France to recognise Palestine if talks fail

Foreign minister sets two-year deadline to break impasse as MPs debate motion to recognise Palestine.

Hollande wants to host an international conference 'to find a solution' to the Israeli-Palestinian conflict [Reuters]

France has warned that it would recognise a Palestinian state if a final international effort to overcome the impasse between Israelis and Palestinians failed, and proposed a two-year timeframe to end the conflict through a UN-backed resolution.

“If this final effort to reach a negotiated solution fails, then France will have to do what it takes by recognising without delay the Palestinian state. We are ready,” Foreign Minister Laurent Fabius told parliament on Friday.

His statement came as French politicians debated a motion urging the government to recognise Palestine as an independent state, amid growing European frustration at the paralysed Middle East peace process.

The symbolic motion, being discussed on Friday, is expected to pass comfortably on December 2 when the lower house of parliament votes on the text proposed by the ruling Socialists.

The vote comes hot on the heels of a similar resolution approved by British legislators on October 13, Spanish MPs on November 18 and the formal recognition by Sweden on October 30.
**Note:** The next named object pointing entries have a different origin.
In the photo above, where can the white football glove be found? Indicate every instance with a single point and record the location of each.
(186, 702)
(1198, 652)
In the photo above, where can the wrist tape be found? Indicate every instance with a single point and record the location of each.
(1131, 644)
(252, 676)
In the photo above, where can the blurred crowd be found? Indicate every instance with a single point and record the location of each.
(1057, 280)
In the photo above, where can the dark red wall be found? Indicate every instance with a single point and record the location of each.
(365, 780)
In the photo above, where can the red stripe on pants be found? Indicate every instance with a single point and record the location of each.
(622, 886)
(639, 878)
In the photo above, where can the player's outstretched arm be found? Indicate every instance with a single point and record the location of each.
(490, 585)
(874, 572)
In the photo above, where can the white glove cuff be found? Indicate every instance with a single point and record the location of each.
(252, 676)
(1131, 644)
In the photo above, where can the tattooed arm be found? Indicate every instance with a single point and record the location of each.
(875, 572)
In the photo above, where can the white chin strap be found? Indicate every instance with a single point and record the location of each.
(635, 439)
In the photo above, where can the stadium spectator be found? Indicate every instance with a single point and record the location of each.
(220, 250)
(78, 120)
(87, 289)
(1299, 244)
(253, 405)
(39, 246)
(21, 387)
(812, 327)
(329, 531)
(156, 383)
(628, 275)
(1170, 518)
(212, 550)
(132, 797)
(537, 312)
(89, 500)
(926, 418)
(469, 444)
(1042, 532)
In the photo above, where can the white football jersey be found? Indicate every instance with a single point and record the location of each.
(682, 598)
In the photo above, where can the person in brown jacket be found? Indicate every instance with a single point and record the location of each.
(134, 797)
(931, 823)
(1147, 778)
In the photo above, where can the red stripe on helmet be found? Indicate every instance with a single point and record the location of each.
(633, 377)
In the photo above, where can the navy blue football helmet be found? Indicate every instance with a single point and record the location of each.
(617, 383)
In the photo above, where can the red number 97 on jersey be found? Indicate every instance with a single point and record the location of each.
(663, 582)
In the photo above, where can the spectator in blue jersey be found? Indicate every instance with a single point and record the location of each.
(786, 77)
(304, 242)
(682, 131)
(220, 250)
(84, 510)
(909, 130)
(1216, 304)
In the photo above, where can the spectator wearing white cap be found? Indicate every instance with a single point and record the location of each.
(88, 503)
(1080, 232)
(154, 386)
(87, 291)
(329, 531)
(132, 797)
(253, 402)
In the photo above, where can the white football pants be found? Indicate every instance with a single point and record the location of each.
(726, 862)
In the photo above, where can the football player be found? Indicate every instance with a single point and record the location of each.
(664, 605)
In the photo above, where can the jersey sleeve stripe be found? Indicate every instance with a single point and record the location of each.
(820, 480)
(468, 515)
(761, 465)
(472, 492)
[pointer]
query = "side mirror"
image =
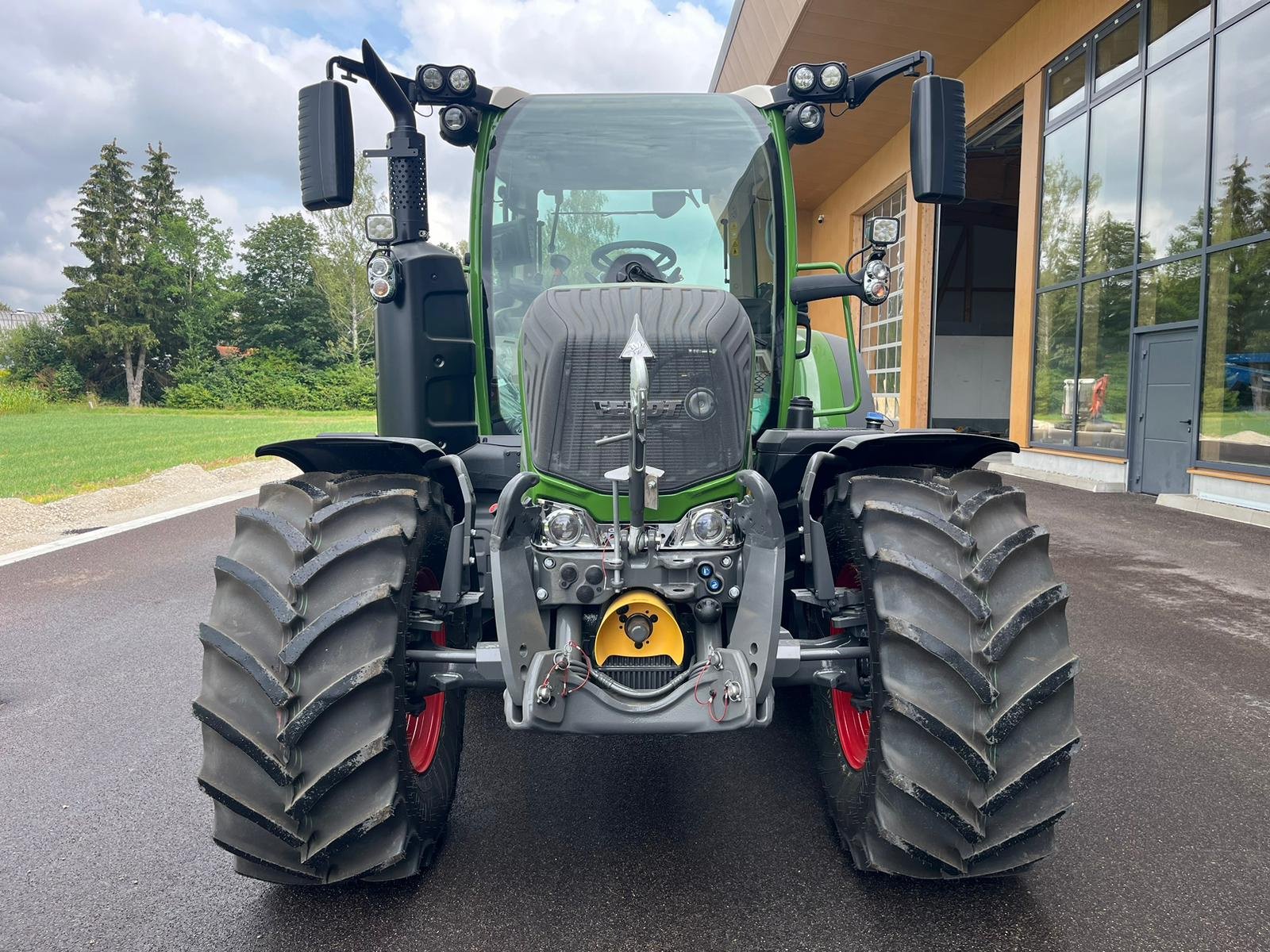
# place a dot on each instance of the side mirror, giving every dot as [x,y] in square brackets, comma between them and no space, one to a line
[325,146]
[937,140]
The text “invites the French government to use the recognition of the state of Palestine as an instrument to gain a definitive resolution of the conflict”.

Hael al-Fahoum, head of the Palestinian Mission in France, attended the debate on Friday.

The Socialist MP who drafted the text, Elisabeth Guigou, told AFP the aim was to “reaffirm that the two-state solution is the best guarantee for peace”.

“If we do not act now, there is a risk of entering into an irreversible cycle of violence and transforming this territorial conflict into a regional conflict,” Guigou said.

Israeli warning

In advance of the vote, Benjamin Netanyahu, Israeli prime minister, warned France it would be making a “grave mistake” if it recognised Palestine as a state.

“Do they have nothing better to do at a time of beheadings across the Middle East, including that of a French citizen?” he said in Jerusalem on November 23, referring to Herve Gourdel, a hiker, who was executed by his captors in Algeria in September.

“Recognition of a Palestinian state by France would be a grave mistake.”

On the eve of the parliamentary debate, President Francois Hollande told French media he wanted to host an international conference “to find a solution” to the Israeli-Palestinian conflict.

He did not say when such a gathering might take place or who would be invited.

Many in Europe are frustrated with the deadlock in peace talks, and with the Israeli government’s actions in Gaza and in supporting the growth of Jewish settlements.